The defendants' third claim incorporates two related arguments. The defendants first claim that Conn. Gen. Stat. §29-305 does not provide for a private right of action against fire marshals. They then claim that the legislature has, in fact, granted immunity to fire marshals in the performance of their official duties by enacting Conn. Gen. Stat. § 29-298 (b). These arguments are unpersuasive.
Sec. 29-305 does not expressly provide a private cause of action. It is well established that the question of whether a private cause of action is implicit in a statute not expressly providing one is to be determined by reference to the criteria CT Page 9576 set forth in Cort v. Ash, 422 U.S. 66, 78 (1975). Napoletano v.CIGNA Healthcare of Connecticut. Inc., 238 Conn. 216, 249,680 A.2d 127 (1996), cert. denied, 117 S.Ct. 1106 (1997). "First, is the plaintiff of the class for whose . . . benefit the statute was enacted . . .? Second, is there any indication of legislative intent, explicit or implicit, either to create such a remedy or to deny one? . . . Third, is it consistent with the underlying purposes of the legislative scheme to imply such a remedy for the plaintiff?" Id.
The Cort v. Ash criteria can be quickly reviewed in this case. First, § 29-305 itself states that the inspections it mandates are to be conducted "in the interests of public safety." A person injured by a burning building made unsafe by its susceptibility to fire is plainly a member of the class for whose benefit the statute was enacted. Second, the available legislative history of § 29-305 is silent on the question of legislative intent. (The statute was originally enacted in 1941, prior to the official transcription of legislative debates. See Conn. Gen Stat. § 366f (1941 Supp. )) Third, providing a cause of action to the plaintiff is consistent with the underlying purpose of § 29-305 to assure public safety.

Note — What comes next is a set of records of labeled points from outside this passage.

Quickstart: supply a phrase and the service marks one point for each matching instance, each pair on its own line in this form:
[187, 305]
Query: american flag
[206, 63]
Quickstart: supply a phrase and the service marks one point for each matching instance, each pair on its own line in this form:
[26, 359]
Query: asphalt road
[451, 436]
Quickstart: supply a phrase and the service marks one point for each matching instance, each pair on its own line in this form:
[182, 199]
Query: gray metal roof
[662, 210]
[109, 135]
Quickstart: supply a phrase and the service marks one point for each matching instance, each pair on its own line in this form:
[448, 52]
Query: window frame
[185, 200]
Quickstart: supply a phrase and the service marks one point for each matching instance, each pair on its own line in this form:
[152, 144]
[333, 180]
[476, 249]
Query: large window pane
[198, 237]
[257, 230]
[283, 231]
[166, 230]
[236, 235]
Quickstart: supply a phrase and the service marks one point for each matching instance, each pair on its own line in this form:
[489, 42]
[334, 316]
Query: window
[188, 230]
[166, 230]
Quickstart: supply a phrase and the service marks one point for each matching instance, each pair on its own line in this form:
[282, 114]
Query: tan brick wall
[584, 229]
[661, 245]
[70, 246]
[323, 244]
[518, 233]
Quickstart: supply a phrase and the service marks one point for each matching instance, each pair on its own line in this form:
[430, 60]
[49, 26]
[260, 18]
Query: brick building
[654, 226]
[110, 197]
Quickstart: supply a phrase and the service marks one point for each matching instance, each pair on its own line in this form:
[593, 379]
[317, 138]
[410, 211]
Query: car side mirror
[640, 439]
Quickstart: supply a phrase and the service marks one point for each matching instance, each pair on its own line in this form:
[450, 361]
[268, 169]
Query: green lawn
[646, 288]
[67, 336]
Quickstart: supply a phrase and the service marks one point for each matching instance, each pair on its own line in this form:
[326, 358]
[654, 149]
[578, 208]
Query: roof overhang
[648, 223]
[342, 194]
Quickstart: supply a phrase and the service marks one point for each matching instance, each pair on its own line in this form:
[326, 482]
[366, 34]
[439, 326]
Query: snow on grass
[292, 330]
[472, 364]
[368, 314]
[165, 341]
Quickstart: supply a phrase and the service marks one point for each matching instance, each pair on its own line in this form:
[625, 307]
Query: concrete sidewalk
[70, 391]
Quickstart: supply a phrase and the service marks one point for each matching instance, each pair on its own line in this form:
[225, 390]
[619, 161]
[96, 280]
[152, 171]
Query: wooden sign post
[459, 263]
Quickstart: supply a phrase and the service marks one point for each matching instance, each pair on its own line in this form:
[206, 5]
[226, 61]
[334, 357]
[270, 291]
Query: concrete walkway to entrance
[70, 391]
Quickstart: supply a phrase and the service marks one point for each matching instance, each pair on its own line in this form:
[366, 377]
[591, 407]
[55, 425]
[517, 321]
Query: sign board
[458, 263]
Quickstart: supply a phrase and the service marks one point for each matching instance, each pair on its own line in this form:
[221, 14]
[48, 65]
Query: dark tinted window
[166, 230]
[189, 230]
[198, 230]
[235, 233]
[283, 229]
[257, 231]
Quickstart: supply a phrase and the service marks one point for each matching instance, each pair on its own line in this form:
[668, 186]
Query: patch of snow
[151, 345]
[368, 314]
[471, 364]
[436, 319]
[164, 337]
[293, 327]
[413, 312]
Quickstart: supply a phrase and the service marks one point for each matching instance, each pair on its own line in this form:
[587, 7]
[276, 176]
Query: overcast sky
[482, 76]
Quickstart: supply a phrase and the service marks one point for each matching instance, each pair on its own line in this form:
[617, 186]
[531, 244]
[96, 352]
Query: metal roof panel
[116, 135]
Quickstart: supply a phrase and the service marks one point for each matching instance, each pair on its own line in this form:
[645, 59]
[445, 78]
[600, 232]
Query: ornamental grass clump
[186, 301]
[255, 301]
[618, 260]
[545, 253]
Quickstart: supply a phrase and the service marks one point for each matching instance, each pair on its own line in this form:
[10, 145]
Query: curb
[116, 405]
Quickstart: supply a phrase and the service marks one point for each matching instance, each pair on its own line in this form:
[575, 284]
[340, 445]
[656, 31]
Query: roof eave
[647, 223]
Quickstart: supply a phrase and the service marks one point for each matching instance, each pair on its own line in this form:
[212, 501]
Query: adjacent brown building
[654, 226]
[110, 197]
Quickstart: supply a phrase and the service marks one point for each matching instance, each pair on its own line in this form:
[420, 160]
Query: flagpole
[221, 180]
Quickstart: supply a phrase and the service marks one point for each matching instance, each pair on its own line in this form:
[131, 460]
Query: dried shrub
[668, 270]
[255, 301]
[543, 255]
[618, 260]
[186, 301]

In addition, as Napoletano observes, "where the legislature wishes to limit enforcement of a statute to an administrative body, it has expressly done so." 238 Conn. at 251. The legislature has not done so here.
At least with respect to the allegation of recklessness here, this analysis is confirmed by § 29-298(b), a provision relied upon by the defendants themselves. Sec. 29-298 (b) provides that, "Any officer of a local fire marshal's office, if acting without malice and in good faith, shall be free from all liability for any action or omission in the performance of his official duties." As mentioned, the second count of the plaintiff's complaint alleges recklessness. A person acting recklessly does not act "without malice and in good faith." "Malice in law is not necessarily personal hate or ill will, but it is that state of mind which is reckless of law and of the legal rights of the citizen." Black's Law Dictionary 956-57 (6th ed. 1990). See Hull v. Seaboard Air Line Ry.,57 S.E. 28, 28 (S.C. 1907). The legislature, in phrasing § 29-298 (b) as it did, has provided that fire marshals are not free from liability for acts of recklessness. CT Page 9577
Sec 29-298(b) also provides immunity to fire marshals for damages resulting "from any action that is required or permitted in the discharge of his official duties." That provision is unhelpful to Buonome in the context of the second count because the central allegation of that count is that he did not perform an action required to discharge his official duties. Allegations of omission are properly analyzed under the "omission" provision of § 29-298 (b) previously quoted. That provision, as already explained, does not provide immunity for recklessness. Given this analysis, the second count of the amended complaint survives the motion to strike.
The motion to strike is denied in its entirety.